DetectSkinBlobs is a free program I created that splits a color image into separate Hue, Saturation and Value images, then applies a threshold on each of those 3 image planes for detecting human skin, then it combines the 3 thresholded images (using bitwise AND) to get just the pixels that pass the thresholds for skin's Hue, Saturation and Brightness. But the result is very noisy, so it then uses a blob detection library (cvBlobsLib, listed earlier) to detect blobs in the binary image of skin pixels. It then discards any blobs that are too small, so it hopefully will end up with just the large skin blob regions.

Here you can see the H,S,V components before and after they were thresholded for skin pixels:

When all 3 thresholded components (Output Hue, Output Saturation and Output Value from the above screenshot) are combined together (using a bitwise 'AND' operator), it results in the image below on the left, where most skin pixels are white and most background pixels are black. Notice that there are also some flowers that are detected as skin pixels.

cvBlobsLib is used to filter out any blobs with area less than 100 pixels, and then generates the final image on the right, showing just the detected skin. Note that there are many different thresholds or techniques in the literature for detecting skin, I just used H,S,V thresholds of 18, 50 and 80 (respectively). For example, you could filter Hues to be less than 18 OR greater than 175.

Note: you may want to use cvInRanges() instead of cvThreshold() to set both a min & max threshold for each channel instead of just a min OR max.

Update (11th Oct 2010): I added a new feature for people that want to try separating color objects. After you have become familiar with the program, you can set "SHOW_EXTENDED_COLOR_IMAGES = true" (at the top of the file), to also show the 3 extended Hue,Sat,Brightness images. This will be useful for some people so they can see the Hue colors of pixels at max brightness or max saturation, etc. For example, the "Hue colored" image shows just the Hue pixels of the original image, if Saturation and Brightness are both set to max. This lets you see what Hue any pixel was detected as, even if it is a black or white pixel, etc. This makes it easier to see how you should be thresholding your images.

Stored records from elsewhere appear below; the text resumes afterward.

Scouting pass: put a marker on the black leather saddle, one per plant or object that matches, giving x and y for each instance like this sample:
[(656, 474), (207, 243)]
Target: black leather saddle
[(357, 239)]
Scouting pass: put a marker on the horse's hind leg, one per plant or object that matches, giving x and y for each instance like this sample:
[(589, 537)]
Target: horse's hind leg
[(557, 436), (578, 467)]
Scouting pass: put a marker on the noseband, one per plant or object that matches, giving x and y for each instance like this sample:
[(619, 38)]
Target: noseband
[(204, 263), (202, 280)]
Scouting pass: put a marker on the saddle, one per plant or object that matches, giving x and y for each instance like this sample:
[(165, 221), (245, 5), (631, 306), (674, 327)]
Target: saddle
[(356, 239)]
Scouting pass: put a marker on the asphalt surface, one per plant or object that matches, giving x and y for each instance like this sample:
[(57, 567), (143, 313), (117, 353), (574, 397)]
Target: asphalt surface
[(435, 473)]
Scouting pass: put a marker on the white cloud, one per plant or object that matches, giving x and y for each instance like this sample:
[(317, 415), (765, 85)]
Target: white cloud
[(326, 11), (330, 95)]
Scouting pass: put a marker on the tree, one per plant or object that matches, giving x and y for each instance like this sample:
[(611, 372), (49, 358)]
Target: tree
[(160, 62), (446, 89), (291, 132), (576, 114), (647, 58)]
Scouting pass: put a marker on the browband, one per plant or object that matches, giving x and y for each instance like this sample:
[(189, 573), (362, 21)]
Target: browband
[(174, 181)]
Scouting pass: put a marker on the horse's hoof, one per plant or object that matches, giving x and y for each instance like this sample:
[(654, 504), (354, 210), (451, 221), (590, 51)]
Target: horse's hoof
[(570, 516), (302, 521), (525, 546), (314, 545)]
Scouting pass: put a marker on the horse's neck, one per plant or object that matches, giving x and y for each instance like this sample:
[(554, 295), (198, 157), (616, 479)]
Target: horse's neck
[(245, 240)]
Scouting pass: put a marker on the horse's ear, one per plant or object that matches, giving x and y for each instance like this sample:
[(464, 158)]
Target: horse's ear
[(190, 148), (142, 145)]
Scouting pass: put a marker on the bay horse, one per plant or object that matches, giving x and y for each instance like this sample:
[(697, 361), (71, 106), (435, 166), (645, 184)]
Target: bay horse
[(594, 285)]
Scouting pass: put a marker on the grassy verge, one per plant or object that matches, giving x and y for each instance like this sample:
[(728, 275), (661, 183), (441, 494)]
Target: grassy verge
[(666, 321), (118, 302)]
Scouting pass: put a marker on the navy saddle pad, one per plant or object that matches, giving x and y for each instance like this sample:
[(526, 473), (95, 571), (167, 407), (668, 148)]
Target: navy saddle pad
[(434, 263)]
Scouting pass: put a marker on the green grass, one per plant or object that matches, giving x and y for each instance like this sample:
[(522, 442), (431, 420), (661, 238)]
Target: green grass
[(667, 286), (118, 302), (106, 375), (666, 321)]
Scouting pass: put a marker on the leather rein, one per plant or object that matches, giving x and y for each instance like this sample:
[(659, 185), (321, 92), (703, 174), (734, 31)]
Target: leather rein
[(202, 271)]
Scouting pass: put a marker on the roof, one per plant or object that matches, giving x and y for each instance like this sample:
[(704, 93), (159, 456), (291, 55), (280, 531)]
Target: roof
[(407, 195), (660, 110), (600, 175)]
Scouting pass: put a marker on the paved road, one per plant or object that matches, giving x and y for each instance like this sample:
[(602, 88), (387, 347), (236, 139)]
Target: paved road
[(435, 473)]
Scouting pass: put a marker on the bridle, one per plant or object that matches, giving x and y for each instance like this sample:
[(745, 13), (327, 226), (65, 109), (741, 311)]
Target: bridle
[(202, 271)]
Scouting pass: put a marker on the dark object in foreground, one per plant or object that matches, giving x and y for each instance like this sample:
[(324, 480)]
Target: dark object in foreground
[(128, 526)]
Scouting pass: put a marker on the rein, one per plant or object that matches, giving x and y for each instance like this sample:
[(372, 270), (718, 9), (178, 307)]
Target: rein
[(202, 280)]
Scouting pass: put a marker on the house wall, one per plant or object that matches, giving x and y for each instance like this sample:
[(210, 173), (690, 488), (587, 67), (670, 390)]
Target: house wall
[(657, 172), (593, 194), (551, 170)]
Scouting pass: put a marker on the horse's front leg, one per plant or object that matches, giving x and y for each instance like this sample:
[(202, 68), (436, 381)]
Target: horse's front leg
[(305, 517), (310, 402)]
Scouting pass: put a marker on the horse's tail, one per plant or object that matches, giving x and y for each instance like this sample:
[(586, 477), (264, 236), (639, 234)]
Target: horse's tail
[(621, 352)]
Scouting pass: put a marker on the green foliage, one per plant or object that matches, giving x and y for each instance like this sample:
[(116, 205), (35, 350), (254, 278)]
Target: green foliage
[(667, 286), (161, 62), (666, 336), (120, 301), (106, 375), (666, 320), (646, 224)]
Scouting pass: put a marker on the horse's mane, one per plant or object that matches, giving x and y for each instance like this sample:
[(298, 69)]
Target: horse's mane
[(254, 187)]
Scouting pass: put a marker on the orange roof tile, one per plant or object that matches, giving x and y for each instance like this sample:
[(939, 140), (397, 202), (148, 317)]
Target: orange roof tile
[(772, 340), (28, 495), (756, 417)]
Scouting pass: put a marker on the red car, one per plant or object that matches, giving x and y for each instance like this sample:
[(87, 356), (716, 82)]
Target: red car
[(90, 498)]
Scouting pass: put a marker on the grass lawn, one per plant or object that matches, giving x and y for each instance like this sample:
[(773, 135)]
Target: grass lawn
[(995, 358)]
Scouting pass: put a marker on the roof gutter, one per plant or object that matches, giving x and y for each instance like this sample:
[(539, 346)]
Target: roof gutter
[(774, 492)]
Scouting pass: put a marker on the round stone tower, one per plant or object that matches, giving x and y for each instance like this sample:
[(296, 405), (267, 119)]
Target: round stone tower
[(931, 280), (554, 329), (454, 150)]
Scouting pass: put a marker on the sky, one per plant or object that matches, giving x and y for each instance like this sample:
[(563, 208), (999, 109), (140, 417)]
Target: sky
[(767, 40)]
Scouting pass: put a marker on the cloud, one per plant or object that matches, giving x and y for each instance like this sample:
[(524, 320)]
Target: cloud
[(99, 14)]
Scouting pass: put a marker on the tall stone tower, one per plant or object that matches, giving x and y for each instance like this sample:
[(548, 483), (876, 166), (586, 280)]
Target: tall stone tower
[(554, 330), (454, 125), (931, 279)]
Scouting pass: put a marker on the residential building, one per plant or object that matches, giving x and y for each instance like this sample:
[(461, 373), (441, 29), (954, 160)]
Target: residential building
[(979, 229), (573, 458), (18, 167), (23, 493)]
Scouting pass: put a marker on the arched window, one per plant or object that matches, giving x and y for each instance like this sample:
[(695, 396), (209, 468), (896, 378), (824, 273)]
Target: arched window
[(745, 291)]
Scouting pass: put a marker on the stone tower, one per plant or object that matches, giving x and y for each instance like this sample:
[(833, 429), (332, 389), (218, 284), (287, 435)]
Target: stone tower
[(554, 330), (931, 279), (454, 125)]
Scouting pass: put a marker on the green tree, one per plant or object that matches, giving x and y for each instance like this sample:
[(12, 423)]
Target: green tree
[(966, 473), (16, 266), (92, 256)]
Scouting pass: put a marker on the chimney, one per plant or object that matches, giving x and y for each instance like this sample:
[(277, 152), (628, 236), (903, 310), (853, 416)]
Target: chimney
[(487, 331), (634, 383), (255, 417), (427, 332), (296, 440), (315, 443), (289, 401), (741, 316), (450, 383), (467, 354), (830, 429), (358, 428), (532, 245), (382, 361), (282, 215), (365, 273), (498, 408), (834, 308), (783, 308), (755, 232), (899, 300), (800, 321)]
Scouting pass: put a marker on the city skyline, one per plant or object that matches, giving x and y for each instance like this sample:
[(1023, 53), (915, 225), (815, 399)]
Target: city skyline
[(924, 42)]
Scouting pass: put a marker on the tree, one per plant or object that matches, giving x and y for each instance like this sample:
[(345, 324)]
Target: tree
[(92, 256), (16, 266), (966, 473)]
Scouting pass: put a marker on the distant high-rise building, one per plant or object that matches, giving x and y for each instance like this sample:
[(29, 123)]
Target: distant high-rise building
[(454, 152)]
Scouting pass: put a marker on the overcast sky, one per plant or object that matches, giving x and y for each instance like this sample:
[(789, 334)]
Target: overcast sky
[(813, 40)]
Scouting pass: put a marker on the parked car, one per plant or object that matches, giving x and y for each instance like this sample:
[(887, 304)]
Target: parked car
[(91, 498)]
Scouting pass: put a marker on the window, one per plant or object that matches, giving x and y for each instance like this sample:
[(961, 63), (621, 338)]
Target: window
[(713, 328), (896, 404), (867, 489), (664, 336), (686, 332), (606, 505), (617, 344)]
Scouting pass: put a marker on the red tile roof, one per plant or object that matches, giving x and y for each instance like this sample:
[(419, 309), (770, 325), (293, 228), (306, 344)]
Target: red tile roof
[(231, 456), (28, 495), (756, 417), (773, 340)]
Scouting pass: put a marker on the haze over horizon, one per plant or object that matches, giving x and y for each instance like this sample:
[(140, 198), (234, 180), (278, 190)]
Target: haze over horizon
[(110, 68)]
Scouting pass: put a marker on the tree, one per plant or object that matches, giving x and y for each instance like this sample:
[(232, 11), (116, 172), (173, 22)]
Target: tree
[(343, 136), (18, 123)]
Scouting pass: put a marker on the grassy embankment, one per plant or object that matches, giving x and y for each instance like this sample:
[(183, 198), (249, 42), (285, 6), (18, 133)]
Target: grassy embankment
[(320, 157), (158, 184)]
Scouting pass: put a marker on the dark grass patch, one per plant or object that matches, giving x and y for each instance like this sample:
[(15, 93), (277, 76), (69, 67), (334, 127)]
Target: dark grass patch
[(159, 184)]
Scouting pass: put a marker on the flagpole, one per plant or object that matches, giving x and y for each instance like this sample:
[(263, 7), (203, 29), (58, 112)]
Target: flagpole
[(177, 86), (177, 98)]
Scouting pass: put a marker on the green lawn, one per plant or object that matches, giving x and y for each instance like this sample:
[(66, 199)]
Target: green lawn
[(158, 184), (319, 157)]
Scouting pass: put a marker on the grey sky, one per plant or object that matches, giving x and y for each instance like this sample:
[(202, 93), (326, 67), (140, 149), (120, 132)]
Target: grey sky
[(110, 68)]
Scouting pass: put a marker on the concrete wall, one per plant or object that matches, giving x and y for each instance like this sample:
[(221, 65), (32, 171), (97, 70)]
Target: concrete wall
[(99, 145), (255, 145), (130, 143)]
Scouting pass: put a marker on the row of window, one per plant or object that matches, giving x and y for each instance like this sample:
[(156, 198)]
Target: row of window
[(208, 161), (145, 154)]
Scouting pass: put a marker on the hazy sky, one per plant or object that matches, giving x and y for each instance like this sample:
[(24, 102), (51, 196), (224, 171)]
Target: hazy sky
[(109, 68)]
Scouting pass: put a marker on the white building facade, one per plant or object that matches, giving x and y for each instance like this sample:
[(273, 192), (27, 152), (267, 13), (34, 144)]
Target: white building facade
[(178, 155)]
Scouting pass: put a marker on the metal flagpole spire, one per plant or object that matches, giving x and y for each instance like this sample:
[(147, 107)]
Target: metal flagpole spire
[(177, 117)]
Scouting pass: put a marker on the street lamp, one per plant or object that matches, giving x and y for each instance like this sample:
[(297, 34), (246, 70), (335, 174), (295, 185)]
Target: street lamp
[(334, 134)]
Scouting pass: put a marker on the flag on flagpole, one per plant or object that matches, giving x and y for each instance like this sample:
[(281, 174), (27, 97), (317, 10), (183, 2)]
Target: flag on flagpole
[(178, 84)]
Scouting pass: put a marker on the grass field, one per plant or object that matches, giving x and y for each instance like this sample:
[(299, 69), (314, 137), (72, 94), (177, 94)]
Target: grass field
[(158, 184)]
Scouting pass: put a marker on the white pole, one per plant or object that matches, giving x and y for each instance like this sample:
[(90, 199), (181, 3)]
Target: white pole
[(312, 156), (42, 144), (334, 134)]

The software and source-code is available here (open-source freeware), to use on Windows, Mac, Linux, iPhone, etc as you wish for educational or commercial purposes but NOT military purposes.

Click here to download "DetectSkinBlobs": detectSkinBlobs.zip

(0.5MB file including VS2008 C/C++ source code, the Win32 executable and cvBlobsLib, created 11th Oct 2010).

Note that I included cvBlobsLib in the ZIP file just so it is ready to compile, but you still need OpenCV installed. The EXE file is compiled for OpenCV 2.1 on 32-bit Windows, but can be compiled for any version of OpenCV or standard operating system with any OpenCV compiler.

If you are using a 64-bit computer and the demo crashes, you should use this 64-bit version of cvBlobsLib, created by Kei Chan. (Add 'cvblobslib_x64.lib' to your linker in Release mode and 'cvblobslibd_x64.lib' in Debug mode).

And if you want to run the program but dont have the Visual Studio 2008 runtime installed then you can just get the Win32 DLLs ('msvcr90.dll', etc): MS_VC90_CRT.7z (0.4MB 7-Zip file).

To open Zip or 7z files you can use the freeware 7-Zip program (better than WinZip and WinRar in my opinion) from HERE.